Coventry Renovation Project
On December 18, 2018, the Board of Education approved a Coventry renovation project with a estimated budget of $18.4 million. Following a mandated Health / Life Safety inspection completed in 2016, the District learned that Coventry is in need of significant updates to the walls and ceilings of the original portion of the building. Over the past several months, District 47 and the board have researched various ways to complete the work involving minimal disruption to the learning environment for both students and staff and falling within budget parameters. While many of the details are still being worked out, the following has been determined:
- The main level interior walls and ceilings of the original part of Coventry will be removed and rebuilt.
- Coventry is not closing; classrooms will be relocated to mobile classroom units for the 2019/20 school year on Coventry’s property.
- Demolition of the interior walls and ceiling is anticipated to begin in mid-summer of 2019 and re-construction of the ceiling and walls will begin in fall 2019 and continue through the winter and spring of 2020.
- The playground on the north side of the building will be redone in the summer of 2019 so students will have a new playground during construction.
August 2020 is the expected date of project completion. At the start of the 2020-2021 school year, Coventry will have the newest school look in District 47! Besides structural improvements and a new look-and-feel, the Coventry renovation will include new playgrounds, lockers, and furniture.
On March 18th at the regular board meeting, District architects presented their visual concept for the inside of the building. On March 19th, two informational meetings for parents and the community were held at Coventry, where architects shared the same presentation directly with Coventry families, neighbors and the community.

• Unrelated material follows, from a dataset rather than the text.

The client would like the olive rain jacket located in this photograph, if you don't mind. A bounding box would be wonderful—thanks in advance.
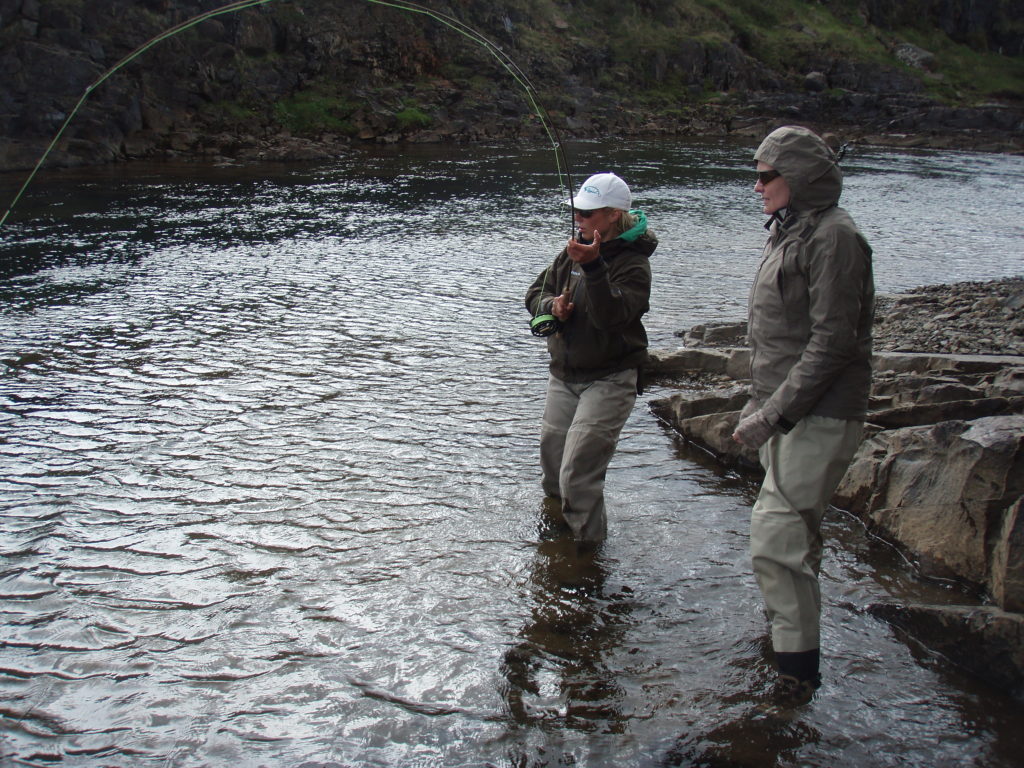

“We look forward to this opportunity to update and enhance the learning environment at Coventry,” said Superintendent Dr. Kathy Hinz. “Our students and staff will benefit greatly from a school designed for 21st-century learning.”
Coventry Elementary School opened in 1967 with a design at the time that broke away from the typical "egg-crate" structure of school designs from the past. Instead of classrooms down both sides of the hallways, Coventry’s library learning center became the “hub” and center of the school and classrooms were built around it.